Re: Observation of a memory leak with commit 314001f0bf92 ("af_unix: Add OOB support")
From: Jakub Kicinski
Date: Mon Jan 10 2022 - 11:29:55 EST
On Mon, 10 Jan 2022 17:19:56 +0100 Lukas Bulwahn wrote:
> It's a regression if some application or practical use case running fine on one
> Linux kernel works worse or not at all with a newer version compiled using a
> similar configuration.
>
> The af_unix functionality without oob support works before
> 314001f0bf92 ("af_unix: Add OOB support").
> The af_unix functionality without oob support works after 314001f0bf92
> ("af_unix: Add OOB support").
> The af_unix with oob support after the new feature with 314001f0bf92
> ("af_unix: Add OOB support") makes a memory leak visible; we do not
> know if this feature even triggers it or just makes it visible.
>
> Now, if we disable oob support we get a kernel without an observable
> memory leak. However, oob support is added by default, and this makes
> this memory leak visible. So, if oob support is turned into a
> non-default option or nobody ever made use of the oob support before,
> it really does not count as regression at all. The oob support did not
> work before and now it works but just leaks a bit of memory---it is
> potentially a bug, but not a regression. Of course, maybe oob support
> is also just intended to make this memory leak observable, who knows?
> Then, it is not even a bug, but a feature.

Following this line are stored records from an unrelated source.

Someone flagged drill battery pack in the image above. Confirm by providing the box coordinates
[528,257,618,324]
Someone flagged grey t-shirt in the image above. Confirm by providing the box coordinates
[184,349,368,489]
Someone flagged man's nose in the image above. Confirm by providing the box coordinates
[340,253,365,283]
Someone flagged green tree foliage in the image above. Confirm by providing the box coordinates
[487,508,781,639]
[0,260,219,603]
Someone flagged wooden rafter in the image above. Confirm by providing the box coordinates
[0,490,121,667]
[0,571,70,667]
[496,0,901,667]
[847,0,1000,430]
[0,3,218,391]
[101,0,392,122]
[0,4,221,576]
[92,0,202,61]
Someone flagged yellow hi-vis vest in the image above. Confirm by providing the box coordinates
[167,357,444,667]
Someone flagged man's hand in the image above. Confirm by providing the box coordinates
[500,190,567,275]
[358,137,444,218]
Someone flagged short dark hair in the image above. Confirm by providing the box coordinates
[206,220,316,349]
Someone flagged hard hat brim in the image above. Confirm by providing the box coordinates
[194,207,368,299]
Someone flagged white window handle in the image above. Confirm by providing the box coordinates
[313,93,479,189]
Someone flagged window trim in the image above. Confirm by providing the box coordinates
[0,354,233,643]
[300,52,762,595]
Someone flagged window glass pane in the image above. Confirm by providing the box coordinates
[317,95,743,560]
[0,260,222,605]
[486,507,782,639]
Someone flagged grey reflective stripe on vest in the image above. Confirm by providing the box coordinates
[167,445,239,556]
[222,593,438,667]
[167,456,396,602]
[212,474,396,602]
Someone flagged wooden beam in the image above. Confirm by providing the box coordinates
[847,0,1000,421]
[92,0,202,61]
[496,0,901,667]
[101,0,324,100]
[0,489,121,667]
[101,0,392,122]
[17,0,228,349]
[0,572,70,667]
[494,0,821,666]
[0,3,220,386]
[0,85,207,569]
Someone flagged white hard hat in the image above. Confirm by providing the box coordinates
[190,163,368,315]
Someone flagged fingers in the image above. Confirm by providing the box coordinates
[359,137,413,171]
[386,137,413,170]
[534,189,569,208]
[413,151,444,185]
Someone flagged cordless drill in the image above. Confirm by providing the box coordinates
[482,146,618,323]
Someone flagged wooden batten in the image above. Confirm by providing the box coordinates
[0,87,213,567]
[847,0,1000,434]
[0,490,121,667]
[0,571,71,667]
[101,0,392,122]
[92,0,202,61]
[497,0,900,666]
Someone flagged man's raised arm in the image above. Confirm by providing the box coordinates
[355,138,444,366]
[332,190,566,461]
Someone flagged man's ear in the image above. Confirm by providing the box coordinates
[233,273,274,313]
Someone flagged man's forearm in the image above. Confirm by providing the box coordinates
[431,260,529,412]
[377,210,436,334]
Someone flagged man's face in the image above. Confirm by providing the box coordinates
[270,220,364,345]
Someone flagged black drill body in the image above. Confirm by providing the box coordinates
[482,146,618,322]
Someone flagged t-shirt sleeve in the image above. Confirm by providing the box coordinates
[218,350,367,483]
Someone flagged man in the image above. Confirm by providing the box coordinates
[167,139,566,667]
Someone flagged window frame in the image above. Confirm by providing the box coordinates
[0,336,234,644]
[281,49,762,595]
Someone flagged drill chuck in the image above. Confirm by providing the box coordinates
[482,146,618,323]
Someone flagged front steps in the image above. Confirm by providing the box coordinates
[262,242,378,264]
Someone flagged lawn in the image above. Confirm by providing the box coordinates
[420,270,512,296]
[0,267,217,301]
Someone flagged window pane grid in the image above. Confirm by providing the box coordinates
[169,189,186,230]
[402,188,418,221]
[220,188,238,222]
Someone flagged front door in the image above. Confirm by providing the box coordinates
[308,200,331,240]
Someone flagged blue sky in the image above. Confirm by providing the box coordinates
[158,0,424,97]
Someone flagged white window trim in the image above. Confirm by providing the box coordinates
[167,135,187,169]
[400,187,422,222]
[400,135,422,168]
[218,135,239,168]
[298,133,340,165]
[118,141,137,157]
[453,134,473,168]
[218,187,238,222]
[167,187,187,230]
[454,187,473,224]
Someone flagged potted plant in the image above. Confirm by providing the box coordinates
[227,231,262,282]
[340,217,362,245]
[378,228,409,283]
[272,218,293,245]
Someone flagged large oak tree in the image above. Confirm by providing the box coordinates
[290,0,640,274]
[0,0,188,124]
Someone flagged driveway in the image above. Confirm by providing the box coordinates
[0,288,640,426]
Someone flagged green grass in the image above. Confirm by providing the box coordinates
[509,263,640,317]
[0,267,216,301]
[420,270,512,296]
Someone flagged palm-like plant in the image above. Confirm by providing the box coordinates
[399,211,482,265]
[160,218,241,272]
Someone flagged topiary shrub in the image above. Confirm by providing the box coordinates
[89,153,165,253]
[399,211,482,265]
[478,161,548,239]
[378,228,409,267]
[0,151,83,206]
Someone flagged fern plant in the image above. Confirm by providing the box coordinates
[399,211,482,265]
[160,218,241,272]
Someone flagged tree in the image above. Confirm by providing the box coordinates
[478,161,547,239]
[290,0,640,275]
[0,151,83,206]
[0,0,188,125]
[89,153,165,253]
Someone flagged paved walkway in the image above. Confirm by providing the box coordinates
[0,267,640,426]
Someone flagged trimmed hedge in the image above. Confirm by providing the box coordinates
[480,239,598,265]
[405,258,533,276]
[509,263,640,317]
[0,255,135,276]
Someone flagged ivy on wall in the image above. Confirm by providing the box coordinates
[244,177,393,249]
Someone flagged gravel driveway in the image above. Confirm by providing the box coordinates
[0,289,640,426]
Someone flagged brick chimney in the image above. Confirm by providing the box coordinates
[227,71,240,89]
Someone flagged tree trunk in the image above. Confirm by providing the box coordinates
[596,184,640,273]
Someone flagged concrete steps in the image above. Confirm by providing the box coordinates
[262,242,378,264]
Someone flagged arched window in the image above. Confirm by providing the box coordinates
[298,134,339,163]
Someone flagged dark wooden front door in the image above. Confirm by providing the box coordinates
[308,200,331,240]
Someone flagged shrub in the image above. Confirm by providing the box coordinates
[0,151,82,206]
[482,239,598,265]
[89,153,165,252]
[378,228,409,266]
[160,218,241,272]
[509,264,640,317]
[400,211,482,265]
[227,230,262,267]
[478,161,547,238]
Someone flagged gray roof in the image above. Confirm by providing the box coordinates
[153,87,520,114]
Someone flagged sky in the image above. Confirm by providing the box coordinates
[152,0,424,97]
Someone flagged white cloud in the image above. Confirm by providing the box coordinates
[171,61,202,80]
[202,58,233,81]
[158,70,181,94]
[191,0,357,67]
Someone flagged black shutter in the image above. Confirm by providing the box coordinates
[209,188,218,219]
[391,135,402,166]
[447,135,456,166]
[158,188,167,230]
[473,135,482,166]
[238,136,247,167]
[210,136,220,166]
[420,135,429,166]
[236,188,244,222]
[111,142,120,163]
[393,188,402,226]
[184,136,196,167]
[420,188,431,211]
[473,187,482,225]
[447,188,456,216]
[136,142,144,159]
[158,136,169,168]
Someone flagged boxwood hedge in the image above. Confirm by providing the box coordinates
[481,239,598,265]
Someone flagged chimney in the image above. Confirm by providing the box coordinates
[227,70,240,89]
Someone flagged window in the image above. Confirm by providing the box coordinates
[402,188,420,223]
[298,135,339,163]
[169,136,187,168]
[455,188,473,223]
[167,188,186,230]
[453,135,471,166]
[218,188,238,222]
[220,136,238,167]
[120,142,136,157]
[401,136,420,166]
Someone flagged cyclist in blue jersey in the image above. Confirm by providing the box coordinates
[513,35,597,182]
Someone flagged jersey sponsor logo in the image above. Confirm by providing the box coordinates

I see, thanks for the explanation. It wasn't clear from the "does not
repro on 5.15, does repro on net-next" type of wording that the repro
actually uses the new functionality.
> Thorsten's database is still quite empty, so let us keep tracking the
> progress with regzbot. I guess we cannot mark "issues" in regzbot as a
> true regression or as a bug (an issue that appears with a new
> feature).
>
> Also, this reproducer is automatically generated, so it barely
> qualifies as "some application or practical use case", but at best as
> some derived "stress test program" or "micro benchmark".
>
> The syzbot CI and kernel CI database are also planning to track such
> things (once all databases and all the interfaces all work smoothly),
> so in the long term, such issues as this one would not qualify for
> regzbot. For now, many things in these pipelines are still manual and
> hence, triggering and investigation is manual effort, as well as
> manually informing the involved developers, which also means that
> tracking remains manual effort, for which regzbot is probably the
> right new tool for now.
Right, that was my thinking.
> We will learn what should go into regzbot's tracker and what should
> not---as we move on in the community: various information from other
> systems (syzbot, kernel CI, kernel test robot etc.) and their reports
> are also still difficult to add, find, track, bisect etc.